A seguir faremos um breve retrospecto dessas
principais medidas, cujo entendimento atualizado
é indispensável para avaliar a melhora recente dos
mercados financeiros em todo o mundo.
Resumo do Arsenal de Medidas já Adotadas
nos Estados Unidos
No dia 07 de setembro de 2008 o prejuízo de
US$ 14,0 bilhões e as preocupações do mercado
sobre a capacidade de Fannie Mae e Freddie Mac de
levantarem recursos no mercado levaram o Tesouro a
se comprometer a investir até US$ 200 bilhões nestas
duas empresas (subscrevendo ações preferenciais)
e a assumir suas gestões (por meio da Federal
Housing Finance Agency – FHFA), para mantê-las
em funcionamento. No dia 15 de setembro de 2008
ocorreu a quebra da Lehman Brothers, considerada
um marco destacado do agravamento da crise. No dia
seguinte, o Federal Reserve concedeu um empréstimo
de emergência de US$ 85 bilhões para salvar a empresa
americana de seguros American International Group
(AIG), a maior do mundo neste setor. Em setembro de
2008 o Secretário do Tesouro do governo Bush, Henry
Paulson, submeteu à House of Representatives (HR)
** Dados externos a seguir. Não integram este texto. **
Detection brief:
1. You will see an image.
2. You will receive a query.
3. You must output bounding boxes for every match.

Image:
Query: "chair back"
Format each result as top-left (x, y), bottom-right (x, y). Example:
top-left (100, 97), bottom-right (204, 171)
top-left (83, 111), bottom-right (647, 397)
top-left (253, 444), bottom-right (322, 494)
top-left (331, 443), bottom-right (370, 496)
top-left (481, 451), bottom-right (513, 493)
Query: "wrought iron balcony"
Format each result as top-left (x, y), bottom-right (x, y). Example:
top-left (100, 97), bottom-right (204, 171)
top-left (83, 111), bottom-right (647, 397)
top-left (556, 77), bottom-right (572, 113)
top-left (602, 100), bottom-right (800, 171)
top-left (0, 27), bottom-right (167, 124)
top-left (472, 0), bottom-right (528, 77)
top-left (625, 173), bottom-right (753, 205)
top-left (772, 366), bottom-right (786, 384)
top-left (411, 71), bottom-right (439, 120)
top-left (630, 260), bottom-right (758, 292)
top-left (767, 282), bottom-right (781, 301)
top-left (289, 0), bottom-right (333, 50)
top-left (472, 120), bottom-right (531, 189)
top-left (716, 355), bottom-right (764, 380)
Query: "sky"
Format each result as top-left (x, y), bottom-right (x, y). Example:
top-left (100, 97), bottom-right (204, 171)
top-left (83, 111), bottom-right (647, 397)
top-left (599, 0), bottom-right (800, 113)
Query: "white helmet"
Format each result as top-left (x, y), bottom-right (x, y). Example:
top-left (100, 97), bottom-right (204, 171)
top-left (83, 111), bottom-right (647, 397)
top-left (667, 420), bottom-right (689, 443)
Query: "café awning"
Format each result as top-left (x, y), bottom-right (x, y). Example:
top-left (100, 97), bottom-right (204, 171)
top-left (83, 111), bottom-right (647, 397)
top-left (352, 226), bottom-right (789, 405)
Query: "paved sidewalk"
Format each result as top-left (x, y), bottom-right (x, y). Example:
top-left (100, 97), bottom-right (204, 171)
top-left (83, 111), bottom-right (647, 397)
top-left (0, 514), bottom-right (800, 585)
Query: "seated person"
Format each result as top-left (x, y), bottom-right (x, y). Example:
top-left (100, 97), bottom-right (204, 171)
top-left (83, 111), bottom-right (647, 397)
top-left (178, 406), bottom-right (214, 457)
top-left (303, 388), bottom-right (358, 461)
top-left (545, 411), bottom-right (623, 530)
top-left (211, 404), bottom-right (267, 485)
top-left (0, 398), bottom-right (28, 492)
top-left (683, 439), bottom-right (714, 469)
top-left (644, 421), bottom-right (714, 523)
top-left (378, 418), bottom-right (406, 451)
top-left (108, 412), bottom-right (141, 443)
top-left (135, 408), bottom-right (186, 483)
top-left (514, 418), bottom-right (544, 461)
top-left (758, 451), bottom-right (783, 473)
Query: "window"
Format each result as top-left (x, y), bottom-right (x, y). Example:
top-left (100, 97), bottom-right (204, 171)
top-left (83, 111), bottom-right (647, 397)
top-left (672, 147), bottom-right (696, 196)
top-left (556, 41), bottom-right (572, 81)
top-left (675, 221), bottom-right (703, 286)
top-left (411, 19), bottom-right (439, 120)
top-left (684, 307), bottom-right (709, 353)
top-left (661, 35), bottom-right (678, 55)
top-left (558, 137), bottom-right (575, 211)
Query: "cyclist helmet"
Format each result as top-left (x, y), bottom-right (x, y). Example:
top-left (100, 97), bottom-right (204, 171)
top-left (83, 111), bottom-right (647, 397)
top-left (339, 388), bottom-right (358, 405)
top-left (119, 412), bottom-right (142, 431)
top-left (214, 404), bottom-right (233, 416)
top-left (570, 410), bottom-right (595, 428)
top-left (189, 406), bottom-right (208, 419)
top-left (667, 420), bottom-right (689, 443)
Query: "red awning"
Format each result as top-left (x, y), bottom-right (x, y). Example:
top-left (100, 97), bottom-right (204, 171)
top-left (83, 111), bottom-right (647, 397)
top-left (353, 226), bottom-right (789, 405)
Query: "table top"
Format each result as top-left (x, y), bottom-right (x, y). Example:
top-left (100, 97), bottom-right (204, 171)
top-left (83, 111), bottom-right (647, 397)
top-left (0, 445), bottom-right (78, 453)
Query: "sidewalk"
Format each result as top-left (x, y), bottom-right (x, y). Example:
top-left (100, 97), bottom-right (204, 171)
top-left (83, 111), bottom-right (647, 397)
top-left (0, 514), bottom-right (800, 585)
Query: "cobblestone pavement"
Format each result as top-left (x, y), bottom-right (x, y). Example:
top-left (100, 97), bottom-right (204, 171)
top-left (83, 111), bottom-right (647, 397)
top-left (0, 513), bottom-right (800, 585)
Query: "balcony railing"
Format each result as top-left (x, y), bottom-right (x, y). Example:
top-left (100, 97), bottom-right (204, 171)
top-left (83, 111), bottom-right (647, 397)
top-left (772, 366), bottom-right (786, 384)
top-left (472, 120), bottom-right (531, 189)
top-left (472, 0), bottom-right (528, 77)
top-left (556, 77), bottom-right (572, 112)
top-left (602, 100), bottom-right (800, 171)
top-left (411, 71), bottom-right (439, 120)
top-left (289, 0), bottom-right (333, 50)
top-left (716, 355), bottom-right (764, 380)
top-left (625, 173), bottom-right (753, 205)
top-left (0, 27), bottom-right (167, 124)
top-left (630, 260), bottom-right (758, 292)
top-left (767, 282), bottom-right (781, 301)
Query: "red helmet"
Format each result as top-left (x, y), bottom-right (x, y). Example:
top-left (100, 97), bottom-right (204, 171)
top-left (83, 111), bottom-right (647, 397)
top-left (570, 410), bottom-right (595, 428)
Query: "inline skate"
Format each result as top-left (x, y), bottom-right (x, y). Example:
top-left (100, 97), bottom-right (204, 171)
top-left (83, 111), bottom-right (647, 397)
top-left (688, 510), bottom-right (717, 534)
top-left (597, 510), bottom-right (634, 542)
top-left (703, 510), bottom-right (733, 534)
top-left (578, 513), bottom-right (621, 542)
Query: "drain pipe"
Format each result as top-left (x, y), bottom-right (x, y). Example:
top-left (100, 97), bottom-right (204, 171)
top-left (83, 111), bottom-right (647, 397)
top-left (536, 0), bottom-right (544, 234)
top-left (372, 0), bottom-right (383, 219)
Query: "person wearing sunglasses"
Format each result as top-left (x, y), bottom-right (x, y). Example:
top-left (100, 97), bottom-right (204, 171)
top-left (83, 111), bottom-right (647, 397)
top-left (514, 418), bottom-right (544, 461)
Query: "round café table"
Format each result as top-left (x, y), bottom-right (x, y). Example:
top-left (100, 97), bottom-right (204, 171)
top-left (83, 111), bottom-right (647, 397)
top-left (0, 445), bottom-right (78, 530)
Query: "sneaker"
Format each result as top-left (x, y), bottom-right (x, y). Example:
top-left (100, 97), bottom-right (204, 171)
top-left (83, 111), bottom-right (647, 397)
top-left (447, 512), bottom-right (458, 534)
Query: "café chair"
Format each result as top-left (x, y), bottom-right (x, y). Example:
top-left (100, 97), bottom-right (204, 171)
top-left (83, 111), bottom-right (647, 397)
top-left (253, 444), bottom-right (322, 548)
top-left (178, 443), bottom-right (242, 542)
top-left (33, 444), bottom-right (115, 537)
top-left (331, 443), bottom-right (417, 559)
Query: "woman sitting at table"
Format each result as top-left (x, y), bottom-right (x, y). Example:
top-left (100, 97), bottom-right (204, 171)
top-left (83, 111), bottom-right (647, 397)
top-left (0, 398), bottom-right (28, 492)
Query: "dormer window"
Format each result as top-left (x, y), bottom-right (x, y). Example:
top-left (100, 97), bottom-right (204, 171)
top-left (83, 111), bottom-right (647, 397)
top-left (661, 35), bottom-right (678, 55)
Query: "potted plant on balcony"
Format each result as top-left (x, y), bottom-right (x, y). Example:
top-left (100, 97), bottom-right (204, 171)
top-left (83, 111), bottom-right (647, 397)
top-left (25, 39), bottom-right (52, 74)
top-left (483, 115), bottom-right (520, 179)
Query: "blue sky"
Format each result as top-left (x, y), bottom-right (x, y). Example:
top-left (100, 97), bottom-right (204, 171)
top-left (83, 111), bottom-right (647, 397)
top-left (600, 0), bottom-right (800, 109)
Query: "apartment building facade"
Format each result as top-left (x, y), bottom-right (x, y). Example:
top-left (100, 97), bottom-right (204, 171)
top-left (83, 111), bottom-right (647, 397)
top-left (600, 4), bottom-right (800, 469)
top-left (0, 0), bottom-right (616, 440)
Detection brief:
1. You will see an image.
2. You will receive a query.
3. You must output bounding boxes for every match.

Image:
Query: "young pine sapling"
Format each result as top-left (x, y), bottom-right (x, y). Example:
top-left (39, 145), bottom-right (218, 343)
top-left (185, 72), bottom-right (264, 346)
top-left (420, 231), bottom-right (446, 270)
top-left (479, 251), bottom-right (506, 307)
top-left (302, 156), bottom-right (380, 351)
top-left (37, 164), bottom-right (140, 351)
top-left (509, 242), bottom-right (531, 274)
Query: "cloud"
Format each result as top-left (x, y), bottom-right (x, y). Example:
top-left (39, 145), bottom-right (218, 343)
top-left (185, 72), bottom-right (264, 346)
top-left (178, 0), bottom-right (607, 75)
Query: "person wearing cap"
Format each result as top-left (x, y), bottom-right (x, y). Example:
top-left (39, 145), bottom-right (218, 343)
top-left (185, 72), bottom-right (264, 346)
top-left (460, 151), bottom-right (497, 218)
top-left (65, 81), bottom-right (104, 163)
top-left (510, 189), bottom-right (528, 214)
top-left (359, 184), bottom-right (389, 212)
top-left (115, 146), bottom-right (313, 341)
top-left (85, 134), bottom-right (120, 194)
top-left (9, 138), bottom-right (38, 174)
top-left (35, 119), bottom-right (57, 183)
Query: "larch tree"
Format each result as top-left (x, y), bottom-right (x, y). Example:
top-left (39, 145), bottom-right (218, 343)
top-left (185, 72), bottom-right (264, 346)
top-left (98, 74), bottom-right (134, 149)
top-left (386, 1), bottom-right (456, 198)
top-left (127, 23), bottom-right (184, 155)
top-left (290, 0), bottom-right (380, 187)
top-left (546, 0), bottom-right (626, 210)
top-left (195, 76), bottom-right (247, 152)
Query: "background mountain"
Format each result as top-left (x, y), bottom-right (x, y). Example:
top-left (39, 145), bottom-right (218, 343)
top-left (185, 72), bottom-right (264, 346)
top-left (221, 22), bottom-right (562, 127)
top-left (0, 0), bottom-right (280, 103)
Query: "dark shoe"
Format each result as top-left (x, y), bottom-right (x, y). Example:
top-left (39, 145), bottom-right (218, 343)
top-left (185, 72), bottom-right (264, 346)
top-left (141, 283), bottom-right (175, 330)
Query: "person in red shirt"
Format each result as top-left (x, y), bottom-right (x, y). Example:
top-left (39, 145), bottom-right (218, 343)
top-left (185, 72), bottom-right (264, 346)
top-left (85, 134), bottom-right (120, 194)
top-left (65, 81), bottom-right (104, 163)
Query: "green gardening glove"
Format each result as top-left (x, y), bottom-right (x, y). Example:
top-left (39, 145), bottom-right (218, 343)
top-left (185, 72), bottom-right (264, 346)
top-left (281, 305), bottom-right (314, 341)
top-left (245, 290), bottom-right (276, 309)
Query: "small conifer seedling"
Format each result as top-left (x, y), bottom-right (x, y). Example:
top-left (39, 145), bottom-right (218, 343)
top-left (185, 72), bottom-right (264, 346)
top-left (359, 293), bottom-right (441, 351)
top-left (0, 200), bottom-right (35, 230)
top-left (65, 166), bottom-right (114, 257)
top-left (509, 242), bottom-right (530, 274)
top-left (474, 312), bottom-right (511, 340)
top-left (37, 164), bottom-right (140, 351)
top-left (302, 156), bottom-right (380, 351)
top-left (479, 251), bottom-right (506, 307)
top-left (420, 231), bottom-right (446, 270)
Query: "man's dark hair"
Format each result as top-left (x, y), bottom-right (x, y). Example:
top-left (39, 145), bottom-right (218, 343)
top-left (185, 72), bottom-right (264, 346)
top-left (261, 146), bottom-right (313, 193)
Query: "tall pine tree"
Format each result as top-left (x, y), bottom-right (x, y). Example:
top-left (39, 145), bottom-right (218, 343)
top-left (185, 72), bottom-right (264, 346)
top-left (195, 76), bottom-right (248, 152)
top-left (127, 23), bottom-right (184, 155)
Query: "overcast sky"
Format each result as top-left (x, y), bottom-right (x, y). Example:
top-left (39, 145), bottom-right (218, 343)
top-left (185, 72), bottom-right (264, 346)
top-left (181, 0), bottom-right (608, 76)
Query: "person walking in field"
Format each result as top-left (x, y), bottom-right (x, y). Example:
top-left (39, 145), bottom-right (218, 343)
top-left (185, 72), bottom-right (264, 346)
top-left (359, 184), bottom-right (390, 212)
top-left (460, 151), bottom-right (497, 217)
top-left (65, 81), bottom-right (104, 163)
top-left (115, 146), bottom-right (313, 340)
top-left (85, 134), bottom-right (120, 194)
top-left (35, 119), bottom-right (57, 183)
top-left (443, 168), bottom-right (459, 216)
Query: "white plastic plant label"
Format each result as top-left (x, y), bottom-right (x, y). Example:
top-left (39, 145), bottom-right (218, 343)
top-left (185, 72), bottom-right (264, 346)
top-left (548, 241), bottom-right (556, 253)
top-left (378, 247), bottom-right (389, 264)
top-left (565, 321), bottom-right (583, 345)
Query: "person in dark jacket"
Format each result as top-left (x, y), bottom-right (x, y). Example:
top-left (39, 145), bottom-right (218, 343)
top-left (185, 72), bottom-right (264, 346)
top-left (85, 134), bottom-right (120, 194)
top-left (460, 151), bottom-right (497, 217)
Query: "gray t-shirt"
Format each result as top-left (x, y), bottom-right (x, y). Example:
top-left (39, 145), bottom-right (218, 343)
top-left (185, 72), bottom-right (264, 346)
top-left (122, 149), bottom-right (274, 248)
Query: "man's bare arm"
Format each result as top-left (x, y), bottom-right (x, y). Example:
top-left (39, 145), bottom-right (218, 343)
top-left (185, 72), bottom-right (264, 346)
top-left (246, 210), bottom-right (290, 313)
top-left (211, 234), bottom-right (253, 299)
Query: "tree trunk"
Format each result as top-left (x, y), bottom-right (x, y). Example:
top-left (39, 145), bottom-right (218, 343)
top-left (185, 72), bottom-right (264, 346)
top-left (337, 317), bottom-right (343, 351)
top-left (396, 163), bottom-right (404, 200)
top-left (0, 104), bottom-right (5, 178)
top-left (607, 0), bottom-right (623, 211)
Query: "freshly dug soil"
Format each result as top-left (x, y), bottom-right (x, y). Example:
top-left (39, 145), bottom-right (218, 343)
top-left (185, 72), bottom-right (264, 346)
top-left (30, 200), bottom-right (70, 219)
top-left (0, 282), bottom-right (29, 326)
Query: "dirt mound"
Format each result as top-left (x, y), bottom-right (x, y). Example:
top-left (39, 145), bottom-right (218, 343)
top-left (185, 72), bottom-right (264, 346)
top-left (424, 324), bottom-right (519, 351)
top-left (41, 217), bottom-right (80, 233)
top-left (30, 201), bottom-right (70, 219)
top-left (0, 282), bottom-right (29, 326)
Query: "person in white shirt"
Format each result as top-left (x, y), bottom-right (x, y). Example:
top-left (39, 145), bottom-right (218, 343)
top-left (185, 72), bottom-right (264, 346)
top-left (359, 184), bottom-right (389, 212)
dos Estados Unidos uma proposta de três páginas
para comprar ativos tóxicos das carteiras dos bancos
nacionais e estrangeiros atuando nos Estados Unidos,
visando restaurar a confiança no sistema e superar
o credit crunch que nele se instalara. O texto foi
expandido pela HR para 110 páginas e a Emenda que
dele resultou foi rejeitada numa votação ocorrida no dia
29 de setembro, produzindo, de novo, grande stress nos
mercados financeiros de todo o mundo.
Logo no dia 01 de outubro, o Senado apreciou e
aprovou uma nova emenda sobre o mesmo tema,
agora expandida em mais de 300 páginas e US$ 150
bilhões, sobre a versão original rejeitada na HR. Esta
emenda foi devolvida à HR e por ela aprovada no dia 03
de outubro. De imediato, o Presidente Bush sancionou
uma lei denominada Emergency Economic Stabilization
Act criando o Troubled Assets Relief Program (TARP),
que contava com US$ 700 bilhões para comprar ativos
tóxicos dos bancos (US$ 350 bilhões liberados no dia
03 de outubro e a outra metade a ser liberada no dia 15
de janeiro de 2009).
A idéia de tentar superar o credit crunch por meio
da compra direta de ativos tóxicos dos bancos foi,
desde o início, objeto de críticas de um grande número
de analistas especializados. E uma das grandes
dificuldades práticas atribuídas a esta alternativa era
a impossibilidade de se precificar corretamente cada
um dos inúmeros ativos existentes nas carteiras dos
bancos. Numa visita à Casa Branca o Primeiro Ministro
da Inglaterra, Gordon Brown, convenceu o governo Bush
de que uma melhor alternativa já estava sendo adotada
no seu país, que era a capitalização dos bancos por meio
da compra de ações preferenciais. No dia 14 de outubro,
o Secretário do Tesouro e o Presidente Bush anunciaram
mudanças no TARP, comunicando a decisão de comprar
ações preferenciais dos bancos dos Estados Unidos
(sob um conjunto de condições). Os primeiros US$ 250
bilhões dos recursos aprovados para o TARP foram então
alocados na compra de ações de um grande número de
bancos.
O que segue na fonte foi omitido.